This was written by Gina Robinson Ungar:
When my my seven-year-old son and I returned from the People’s Climate March in New York City last week, we both thought it would be good to share our reasons for going, and what the challenge of climate change means for us here in Southwest Indiana. Four adults and two young boys from our area made the trip to Bloomington, Indiana. We rode an all-night bus directly to the march, joining 300,000-plus others in asking political leaders in Washington DC, the United Nations, and elsewhere to take bold and effective steps to stop the disaster that is climate change.
Our region in Southwest Indiana has some special challenges when it comes to thinking about climate change. Some folks don’t believe it is real, or think it is out of our hands, or part of a natural, and therefore acceptable pattern. But it isn’t. We humans have made these changes happen, just as surely as we have cut down forests and built up cities and invented Twinkies. We do things, and there are results. That is how the world works. It is not all bad — we do have some powerful tools that can repair the damage that has been done, and we need not lose all of the great modern luxuries that we enjoy.
Sometimes I play a game with myself: would I give up, say, hot showers, if it meant everyone else in the world could have a warm, clean bed to sleep in? Could I give up chocolate forever if every child on Earth could be well-fed? Could I drive to the city only once a week if it meant the polar bears would survive? We know exactly what the right answer to these questions is, but when the chocolate is right in front of us, it is so very hard to do the right thing. That is why the libertarian argument of extremely limited government falls down in the case of climate change. We really do need laws and enforcing agencies to turn this mess around. As a student of one of my fellow travelers once said, “I wouldn’t clean my room if my mom didn’t make me do it.”
One of the most powerful and painless solutions that puts a “mom in charge” is the Carbon Fee and Dividend law, a very simple system worked out by the Citizens’ Climate Lobby. It taxes pollution right at the source (raising prices) but returns 100 percent of that money to American households to enable them to afford the increased cost. Each year, the carbon fees on polluters are increased a bit, forcing them to become more and more efficient, while the money continues to be returned monthly to households on a per-person basis. Within 10 years, clean energy and pollution-generated energy will have the same price tag, and it will be easy to do the right thing, no spankings needed.

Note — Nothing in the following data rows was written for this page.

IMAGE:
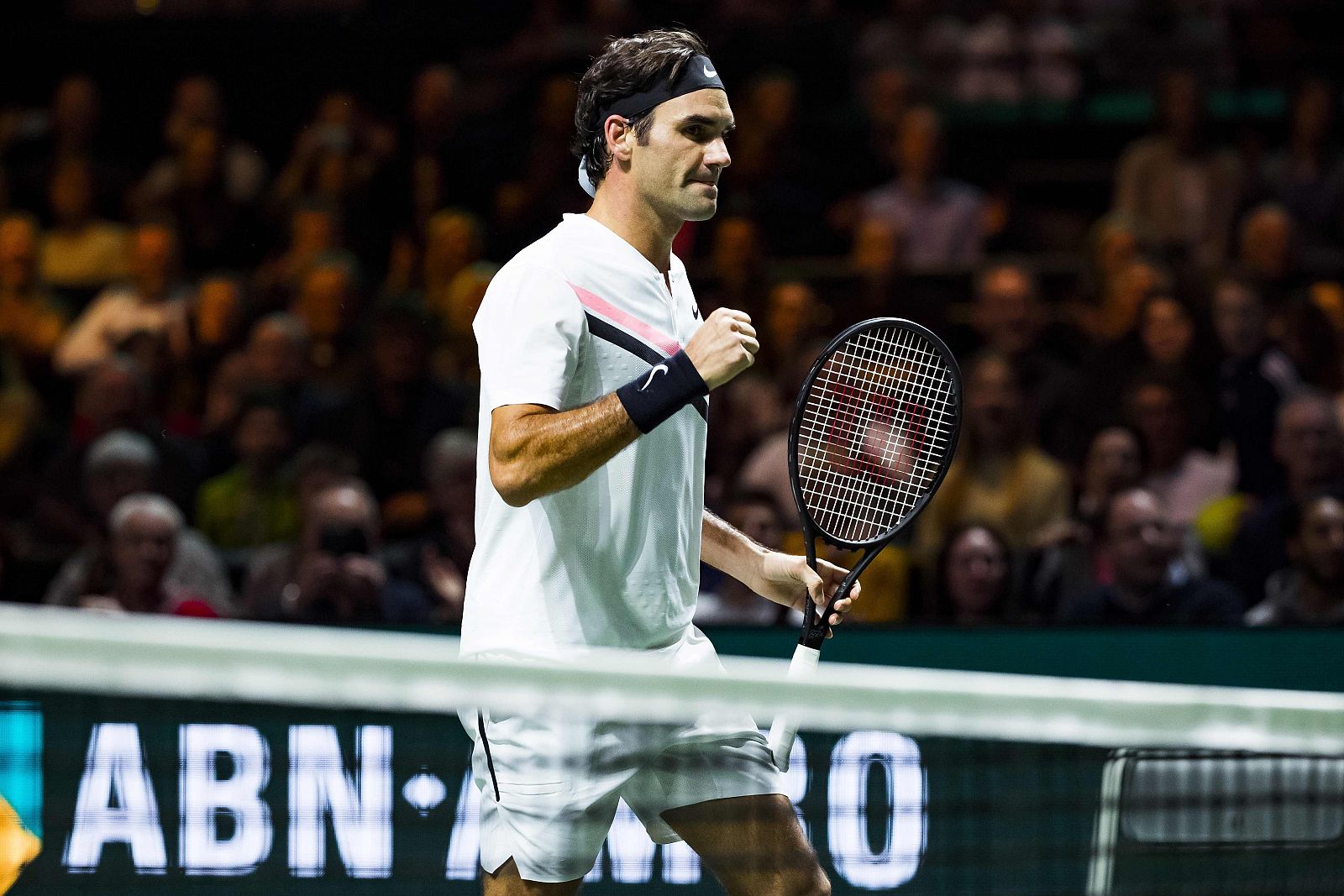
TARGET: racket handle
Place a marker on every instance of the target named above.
(784, 730)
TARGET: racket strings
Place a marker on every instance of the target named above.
(875, 432)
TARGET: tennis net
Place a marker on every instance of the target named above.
(161, 755)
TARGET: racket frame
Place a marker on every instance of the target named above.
(816, 625)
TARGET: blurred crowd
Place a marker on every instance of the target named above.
(242, 383)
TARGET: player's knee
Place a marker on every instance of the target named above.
(811, 883)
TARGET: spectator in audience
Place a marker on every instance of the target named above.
(1307, 176)
(217, 317)
(155, 301)
(81, 253)
(1310, 591)
(974, 578)
(69, 130)
(255, 503)
(1068, 559)
(197, 103)
(737, 258)
(394, 411)
(1140, 540)
(111, 396)
(1010, 320)
(214, 228)
(793, 316)
(732, 602)
(1179, 187)
(118, 465)
(999, 476)
(1310, 450)
(279, 360)
(335, 159)
(134, 574)
(1252, 378)
(333, 574)
(328, 307)
(454, 242)
(31, 322)
(938, 222)
(437, 559)
(313, 231)
(1267, 253)
(1183, 477)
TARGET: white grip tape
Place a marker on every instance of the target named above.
(784, 730)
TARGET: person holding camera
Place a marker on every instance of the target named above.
(333, 575)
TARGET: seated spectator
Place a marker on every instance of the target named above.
(394, 411)
(327, 304)
(454, 239)
(333, 574)
(118, 465)
(155, 301)
(974, 579)
(1267, 254)
(215, 230)
(1175, 184)
(938, 222)
(1140, 540)
(732, 602)
(1184, 477)
(1010, 318)
(1310, 450)
(1310, 591)
(217, 317)
(114, 396)
(198, 103)
(132, 575)
(1307, 176)
(255, 503)
(437, 559)
(999, 474)
(1068, 559)
(279, 351)
(31, 322)
(81, 253)
(313, 230)
(1252, 378)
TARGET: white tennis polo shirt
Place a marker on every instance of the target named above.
(615, 560)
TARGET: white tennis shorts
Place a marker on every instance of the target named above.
(550, 786)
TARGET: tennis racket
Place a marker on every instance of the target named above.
(873, 436)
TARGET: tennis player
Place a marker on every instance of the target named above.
(591, 519)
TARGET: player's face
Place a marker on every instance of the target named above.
(678, 170)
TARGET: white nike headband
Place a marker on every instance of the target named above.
(696, 74)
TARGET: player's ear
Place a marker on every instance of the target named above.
(620, 137)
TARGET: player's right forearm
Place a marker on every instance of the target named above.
(538, 452)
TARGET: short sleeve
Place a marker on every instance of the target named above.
(528, 335)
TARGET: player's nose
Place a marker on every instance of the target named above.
(717, 155)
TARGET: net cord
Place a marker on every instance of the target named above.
(73, 651)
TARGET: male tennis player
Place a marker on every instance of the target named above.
(591, 500)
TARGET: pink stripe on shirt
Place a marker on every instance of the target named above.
(595, 302)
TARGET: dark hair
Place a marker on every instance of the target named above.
(1294, 515)
(940, 606)
(624, 67)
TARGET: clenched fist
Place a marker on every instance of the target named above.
(723, 347)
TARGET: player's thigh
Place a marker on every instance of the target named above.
(507, 882)
(752, 844)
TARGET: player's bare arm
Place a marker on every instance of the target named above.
(537, 450)
(779, 577)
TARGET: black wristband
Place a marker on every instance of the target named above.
(669, 385)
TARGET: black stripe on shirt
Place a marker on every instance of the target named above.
(640, 349)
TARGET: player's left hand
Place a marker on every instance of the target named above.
(788, 579)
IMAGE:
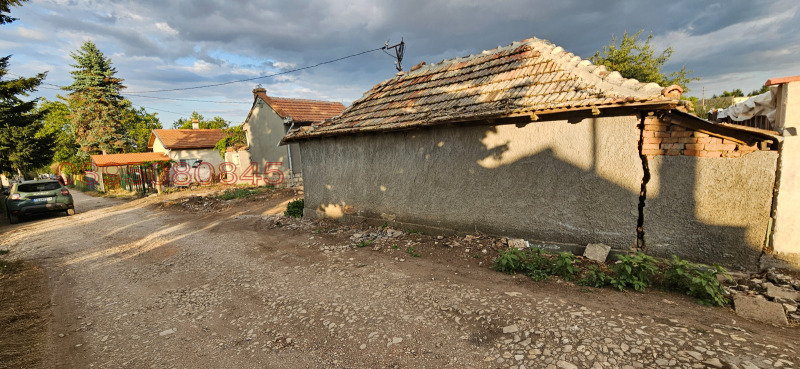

Furthermore, the projected effects of this law would not only be to cut carbon emissions by one-third by 2025, but 13,000 premature deaths would be avoided and the country would see an increase of 2.1 million jobs. Yes, even here, we would see job increases.
I know losing coal jobs will hurt, and I am not pretending to ignore that pain. But some of it has to stay in the ground, or this planet is not a place you would wish to leave your grandchildren and great-grandchildren. It is a hard choice, but it will be gradual, and if we, the American people, have the sense to demand it, those jobs will be replaced by a great resurgence of manufacturing and construction jobs as we vastly improve our public transportation options and our clean energy generation and storage capacity.
So please, please contact your members of Congress and let them know that you think Carbon Fee and Dividend is a good idea.
Farmers, you can become super heroes in this fight if you start exploring the carbon-sequestering methods of long-term crop rotation with pulsed grazing and mixed livestock, first studied by Allan Savory and entertainingly described in the many books of Joel Salatin, plus my new favorite, Cows Save the Planet: and Other Improbable Ways of Restoring the Soil and Healing the Earth, by Judith D. Schwartz.
Everyone has an important part to play in this enormous challenge to our whole world’s health and safety. Let’s do it together.